Hayaning menggiigit bibirnya, berusaha menahan tangis yang kembali menggebu.

"Ibu mengajakku mengakhiri hidup bersama... aku takut. Aku lari, dia mengejarku, dan..."

Perempuan itu menelan saliva, tangannya menggenggam erat lengan Ben, seolah mencari pegangan.

"Aku terjatuh... Perutku menghantam ujung meja yang tumpul. Rasanya sakit sekali... begitu sakit... Itulah kenapa aku pernah menjalani operasi dan itulah mengapa ada bekas luka di perutku, Ben."

Napasnya tersengal, tubuhnya sedikit gemetar saat mengingatnya. Luka itu masih ada, bukan hanya di tubuhnya, tetapi juga di jiwanya.

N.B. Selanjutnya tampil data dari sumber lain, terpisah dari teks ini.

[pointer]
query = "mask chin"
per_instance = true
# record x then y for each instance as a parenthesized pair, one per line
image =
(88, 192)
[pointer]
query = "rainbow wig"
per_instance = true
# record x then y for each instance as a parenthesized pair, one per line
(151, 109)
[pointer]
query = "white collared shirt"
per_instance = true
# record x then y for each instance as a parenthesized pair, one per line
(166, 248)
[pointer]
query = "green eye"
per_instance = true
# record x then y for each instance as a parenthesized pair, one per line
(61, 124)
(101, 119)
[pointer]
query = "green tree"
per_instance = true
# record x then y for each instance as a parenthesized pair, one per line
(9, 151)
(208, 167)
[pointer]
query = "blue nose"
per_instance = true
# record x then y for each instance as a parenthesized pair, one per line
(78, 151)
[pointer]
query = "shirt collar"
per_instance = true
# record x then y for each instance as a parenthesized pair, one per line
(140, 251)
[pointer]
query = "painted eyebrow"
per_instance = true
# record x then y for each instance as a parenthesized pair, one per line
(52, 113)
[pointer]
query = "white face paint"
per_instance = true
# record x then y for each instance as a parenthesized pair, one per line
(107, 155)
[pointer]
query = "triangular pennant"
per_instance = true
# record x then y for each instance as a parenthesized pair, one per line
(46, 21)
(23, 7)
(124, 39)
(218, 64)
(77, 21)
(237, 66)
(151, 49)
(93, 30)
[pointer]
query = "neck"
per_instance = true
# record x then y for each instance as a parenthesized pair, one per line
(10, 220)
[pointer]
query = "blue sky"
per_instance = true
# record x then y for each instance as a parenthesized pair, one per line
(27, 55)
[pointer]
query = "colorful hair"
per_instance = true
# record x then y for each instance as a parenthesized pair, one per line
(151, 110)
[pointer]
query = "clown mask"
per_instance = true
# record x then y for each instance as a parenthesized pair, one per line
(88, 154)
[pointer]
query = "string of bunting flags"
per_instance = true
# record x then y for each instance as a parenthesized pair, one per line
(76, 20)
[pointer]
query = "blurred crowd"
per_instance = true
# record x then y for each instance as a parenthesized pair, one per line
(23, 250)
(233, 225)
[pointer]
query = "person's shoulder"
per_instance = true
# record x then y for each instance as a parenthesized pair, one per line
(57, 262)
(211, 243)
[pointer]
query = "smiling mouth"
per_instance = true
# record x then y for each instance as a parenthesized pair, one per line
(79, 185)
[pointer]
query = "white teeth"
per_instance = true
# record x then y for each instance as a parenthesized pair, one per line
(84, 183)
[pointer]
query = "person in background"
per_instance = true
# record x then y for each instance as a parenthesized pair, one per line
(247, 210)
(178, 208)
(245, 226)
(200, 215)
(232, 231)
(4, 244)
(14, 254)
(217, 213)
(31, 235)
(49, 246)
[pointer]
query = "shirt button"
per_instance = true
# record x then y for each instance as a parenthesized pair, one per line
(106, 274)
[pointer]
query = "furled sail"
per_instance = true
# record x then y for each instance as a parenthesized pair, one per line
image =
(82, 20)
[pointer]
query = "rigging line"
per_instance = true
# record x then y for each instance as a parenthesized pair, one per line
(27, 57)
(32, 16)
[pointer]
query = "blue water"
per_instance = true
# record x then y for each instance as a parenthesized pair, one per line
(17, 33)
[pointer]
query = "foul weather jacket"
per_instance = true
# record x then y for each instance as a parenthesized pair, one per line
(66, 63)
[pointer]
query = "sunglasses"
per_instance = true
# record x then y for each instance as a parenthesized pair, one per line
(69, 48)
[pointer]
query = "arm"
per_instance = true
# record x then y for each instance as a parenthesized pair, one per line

"Dan tetiba Papa datang dengan penyesalan begitu saja, entah tahu dari mana tetapi saat itu ia mengutuk ibuku karena ingin melenyapkan darah dagingnya." Ujar Hayaning mengingat kala itu.

"Lalu Papa mengajukan hak asuhku secara diam-diam. Sementara Ibu menyesali perbuatannya padaku, dia tidak terima hak asuhku jatuh ke tangan Papa. Tapi pada akhirnya... aku tetap menjadi bagian dari keluarga Papa, sebab ibu tak memiliki kekuatan apapun untuk melawan pengadilan."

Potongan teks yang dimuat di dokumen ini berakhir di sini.